We used patch-clamp recordings in slice preparations from Sprague-Dawley rats to evaluate responses of 20 spinal-projecting neurons in the dorsal paraventricular nucleus (PVN) to electrical stimulation in suprachiasmatic nucleus (SCN). Neurons containing a retrograde label transported from the thoracic (T(1)-T(4)) intermediolateral column displayed three intrinsic properties that collectively allowed distinction from neighboring parvocellular or magnocellular cells: a low-input resistance, a hyperpolarization-activated time-dependent inward rectification, and a low-threshold calcium conductance.

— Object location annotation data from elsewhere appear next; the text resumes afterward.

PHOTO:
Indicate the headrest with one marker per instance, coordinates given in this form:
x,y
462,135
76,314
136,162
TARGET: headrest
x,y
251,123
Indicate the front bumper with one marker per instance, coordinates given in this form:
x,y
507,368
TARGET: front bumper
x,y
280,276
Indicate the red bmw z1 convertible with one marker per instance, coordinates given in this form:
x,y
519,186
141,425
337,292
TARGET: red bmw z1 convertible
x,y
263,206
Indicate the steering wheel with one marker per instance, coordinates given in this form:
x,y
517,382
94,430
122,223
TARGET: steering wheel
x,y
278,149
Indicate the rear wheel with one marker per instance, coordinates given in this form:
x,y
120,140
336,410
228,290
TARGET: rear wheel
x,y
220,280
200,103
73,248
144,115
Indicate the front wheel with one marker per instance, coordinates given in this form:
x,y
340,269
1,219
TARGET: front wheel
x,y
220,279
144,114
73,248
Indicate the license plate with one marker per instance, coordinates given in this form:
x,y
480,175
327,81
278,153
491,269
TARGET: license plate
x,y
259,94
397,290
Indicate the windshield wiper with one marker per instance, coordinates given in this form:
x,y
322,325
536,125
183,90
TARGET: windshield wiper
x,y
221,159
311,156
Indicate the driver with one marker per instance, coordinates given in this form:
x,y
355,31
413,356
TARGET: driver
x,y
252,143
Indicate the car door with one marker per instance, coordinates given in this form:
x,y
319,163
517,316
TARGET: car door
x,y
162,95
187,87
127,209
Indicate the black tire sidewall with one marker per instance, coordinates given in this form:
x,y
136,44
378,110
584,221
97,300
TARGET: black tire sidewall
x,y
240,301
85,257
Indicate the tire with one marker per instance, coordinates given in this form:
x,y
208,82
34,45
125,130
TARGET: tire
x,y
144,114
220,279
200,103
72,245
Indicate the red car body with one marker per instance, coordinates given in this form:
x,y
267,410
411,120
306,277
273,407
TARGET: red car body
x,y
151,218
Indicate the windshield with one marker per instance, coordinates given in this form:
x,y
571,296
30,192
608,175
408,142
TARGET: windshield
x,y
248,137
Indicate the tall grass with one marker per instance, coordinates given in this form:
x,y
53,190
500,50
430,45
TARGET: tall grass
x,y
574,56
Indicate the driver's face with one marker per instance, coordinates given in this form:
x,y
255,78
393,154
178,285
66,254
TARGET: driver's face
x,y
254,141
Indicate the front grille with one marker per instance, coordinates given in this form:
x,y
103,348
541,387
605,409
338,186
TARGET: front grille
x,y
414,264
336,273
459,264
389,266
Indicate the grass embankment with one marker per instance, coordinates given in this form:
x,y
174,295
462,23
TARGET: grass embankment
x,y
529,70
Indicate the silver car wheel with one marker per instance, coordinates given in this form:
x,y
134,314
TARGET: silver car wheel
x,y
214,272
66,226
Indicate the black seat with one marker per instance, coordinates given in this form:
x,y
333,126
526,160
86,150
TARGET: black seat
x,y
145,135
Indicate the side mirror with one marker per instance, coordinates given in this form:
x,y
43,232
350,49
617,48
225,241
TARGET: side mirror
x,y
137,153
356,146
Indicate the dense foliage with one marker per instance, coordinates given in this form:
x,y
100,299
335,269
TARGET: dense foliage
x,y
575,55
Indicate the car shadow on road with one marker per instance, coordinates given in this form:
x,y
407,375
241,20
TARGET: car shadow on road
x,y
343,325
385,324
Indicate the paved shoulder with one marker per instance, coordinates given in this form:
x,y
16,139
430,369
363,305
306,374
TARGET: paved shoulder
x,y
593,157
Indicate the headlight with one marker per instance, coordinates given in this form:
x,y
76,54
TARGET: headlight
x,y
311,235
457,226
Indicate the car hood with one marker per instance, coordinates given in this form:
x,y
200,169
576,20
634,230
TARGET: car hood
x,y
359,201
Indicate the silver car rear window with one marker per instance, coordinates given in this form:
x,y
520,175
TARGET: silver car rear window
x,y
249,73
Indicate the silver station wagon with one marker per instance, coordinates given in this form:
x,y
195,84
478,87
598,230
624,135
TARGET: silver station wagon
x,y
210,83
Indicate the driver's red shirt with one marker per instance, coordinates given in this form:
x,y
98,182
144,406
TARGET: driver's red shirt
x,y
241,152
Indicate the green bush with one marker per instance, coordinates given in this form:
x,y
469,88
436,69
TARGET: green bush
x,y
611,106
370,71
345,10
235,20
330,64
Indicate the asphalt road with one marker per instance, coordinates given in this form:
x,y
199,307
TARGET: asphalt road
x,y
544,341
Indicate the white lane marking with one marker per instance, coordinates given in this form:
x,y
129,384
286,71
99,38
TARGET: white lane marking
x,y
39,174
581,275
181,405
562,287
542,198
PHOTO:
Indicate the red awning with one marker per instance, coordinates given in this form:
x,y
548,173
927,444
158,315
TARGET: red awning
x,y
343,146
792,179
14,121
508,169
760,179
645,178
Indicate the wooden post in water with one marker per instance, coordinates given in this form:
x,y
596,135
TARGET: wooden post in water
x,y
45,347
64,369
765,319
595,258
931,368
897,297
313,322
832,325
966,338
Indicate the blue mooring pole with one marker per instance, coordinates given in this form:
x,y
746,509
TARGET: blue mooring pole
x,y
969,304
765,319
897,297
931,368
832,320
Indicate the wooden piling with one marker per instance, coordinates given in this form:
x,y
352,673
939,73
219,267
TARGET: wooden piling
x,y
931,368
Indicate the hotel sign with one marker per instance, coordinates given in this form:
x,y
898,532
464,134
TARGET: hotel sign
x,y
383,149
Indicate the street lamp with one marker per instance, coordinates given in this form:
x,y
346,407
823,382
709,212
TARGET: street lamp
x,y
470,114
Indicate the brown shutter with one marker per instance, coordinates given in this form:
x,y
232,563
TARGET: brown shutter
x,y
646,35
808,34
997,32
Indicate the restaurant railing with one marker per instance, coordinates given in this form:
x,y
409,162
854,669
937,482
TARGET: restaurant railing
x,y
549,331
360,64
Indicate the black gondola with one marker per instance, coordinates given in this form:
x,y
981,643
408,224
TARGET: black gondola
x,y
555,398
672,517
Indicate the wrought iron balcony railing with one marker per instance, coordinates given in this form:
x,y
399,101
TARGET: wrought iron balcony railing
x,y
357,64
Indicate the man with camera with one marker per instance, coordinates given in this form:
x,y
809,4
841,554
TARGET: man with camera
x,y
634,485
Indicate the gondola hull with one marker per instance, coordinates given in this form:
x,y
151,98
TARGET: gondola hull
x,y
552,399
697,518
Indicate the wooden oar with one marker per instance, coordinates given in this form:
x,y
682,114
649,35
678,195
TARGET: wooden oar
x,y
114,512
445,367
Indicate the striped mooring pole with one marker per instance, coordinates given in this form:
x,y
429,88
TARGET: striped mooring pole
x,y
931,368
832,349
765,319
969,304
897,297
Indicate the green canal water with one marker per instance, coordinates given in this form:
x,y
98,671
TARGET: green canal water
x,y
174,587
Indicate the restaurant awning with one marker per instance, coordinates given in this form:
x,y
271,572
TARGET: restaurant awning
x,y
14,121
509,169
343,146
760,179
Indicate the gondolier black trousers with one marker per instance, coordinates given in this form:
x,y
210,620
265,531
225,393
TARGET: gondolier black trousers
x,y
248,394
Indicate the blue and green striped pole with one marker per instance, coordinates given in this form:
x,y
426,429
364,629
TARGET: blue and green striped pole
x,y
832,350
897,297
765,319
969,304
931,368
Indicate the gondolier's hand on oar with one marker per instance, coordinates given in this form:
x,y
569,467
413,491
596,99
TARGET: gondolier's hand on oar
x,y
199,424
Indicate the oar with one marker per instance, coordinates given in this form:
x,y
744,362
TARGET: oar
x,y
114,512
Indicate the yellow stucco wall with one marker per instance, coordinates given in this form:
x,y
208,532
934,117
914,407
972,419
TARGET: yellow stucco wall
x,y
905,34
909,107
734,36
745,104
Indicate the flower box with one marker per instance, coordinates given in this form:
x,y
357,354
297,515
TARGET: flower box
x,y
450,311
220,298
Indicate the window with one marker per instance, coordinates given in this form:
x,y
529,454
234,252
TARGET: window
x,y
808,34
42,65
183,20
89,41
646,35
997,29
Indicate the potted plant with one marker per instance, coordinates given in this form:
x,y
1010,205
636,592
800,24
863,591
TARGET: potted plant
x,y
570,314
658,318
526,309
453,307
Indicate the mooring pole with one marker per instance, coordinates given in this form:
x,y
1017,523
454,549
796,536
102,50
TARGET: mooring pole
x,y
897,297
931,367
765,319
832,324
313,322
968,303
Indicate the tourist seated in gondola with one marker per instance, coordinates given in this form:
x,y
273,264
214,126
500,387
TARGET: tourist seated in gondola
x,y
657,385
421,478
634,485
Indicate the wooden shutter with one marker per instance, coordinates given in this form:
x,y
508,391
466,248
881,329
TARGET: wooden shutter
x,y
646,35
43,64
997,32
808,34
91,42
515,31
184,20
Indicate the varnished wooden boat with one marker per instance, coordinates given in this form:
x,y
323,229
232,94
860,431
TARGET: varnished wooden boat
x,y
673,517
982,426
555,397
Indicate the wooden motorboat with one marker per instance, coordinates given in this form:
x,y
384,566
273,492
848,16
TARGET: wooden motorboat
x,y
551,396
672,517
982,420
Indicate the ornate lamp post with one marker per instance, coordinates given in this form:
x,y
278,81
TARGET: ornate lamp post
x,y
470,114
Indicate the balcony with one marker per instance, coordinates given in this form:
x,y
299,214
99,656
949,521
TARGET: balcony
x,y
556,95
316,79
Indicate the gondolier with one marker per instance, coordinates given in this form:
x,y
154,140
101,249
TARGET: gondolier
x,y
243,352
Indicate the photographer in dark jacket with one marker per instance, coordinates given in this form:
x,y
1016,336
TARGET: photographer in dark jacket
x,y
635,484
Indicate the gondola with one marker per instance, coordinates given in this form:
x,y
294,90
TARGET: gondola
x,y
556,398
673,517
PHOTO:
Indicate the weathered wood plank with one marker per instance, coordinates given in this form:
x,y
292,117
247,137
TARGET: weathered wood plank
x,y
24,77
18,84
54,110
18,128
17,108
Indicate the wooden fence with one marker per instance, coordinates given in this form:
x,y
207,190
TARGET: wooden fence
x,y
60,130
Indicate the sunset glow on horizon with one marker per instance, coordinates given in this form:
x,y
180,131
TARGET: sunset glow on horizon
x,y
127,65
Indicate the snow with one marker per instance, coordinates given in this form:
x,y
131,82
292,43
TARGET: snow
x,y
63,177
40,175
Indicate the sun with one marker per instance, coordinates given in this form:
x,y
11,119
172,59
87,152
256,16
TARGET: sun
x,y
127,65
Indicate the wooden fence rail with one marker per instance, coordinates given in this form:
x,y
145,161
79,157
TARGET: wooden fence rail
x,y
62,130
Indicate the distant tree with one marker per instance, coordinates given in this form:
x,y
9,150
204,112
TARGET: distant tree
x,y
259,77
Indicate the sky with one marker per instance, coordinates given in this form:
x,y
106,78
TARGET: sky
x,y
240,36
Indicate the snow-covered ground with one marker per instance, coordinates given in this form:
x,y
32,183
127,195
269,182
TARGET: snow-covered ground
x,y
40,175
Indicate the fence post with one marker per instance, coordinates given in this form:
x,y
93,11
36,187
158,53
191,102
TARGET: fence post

Twelve of fifteen cells tested responded to electrical stimulation in SCN. All of 10 cells tested in media containing 2,3,-dioxo-6-nitro-1,2,3,4-tetrahydrobenzo[f]quinoxaline-7-sulfonamide disodium (5 microM) and D(-)-2-amino-5-phosphonopentanoic acid (20 microM) responded with constant latency (11.4 +/- 0.7 ms) inhibitory postsynaptic potentials, able to follow 20- to 50-Hz stimulation and blockable with bicuculline (20 microM). By contrast, all eight cells tested in the presence of bicuculline demonstrated constant latency (9.8 +/- 0.6 ms) excitatory postsynaptic potentials that followed at 20-50 Hz and featured both non-N-methyl-D-aspartate (NMDA) and NMDA receptor-mediated components. We conclude that both GABAergic and glutamatergic neurons in SCN project directly to spinal-projecting neurons in the dorsal PVN.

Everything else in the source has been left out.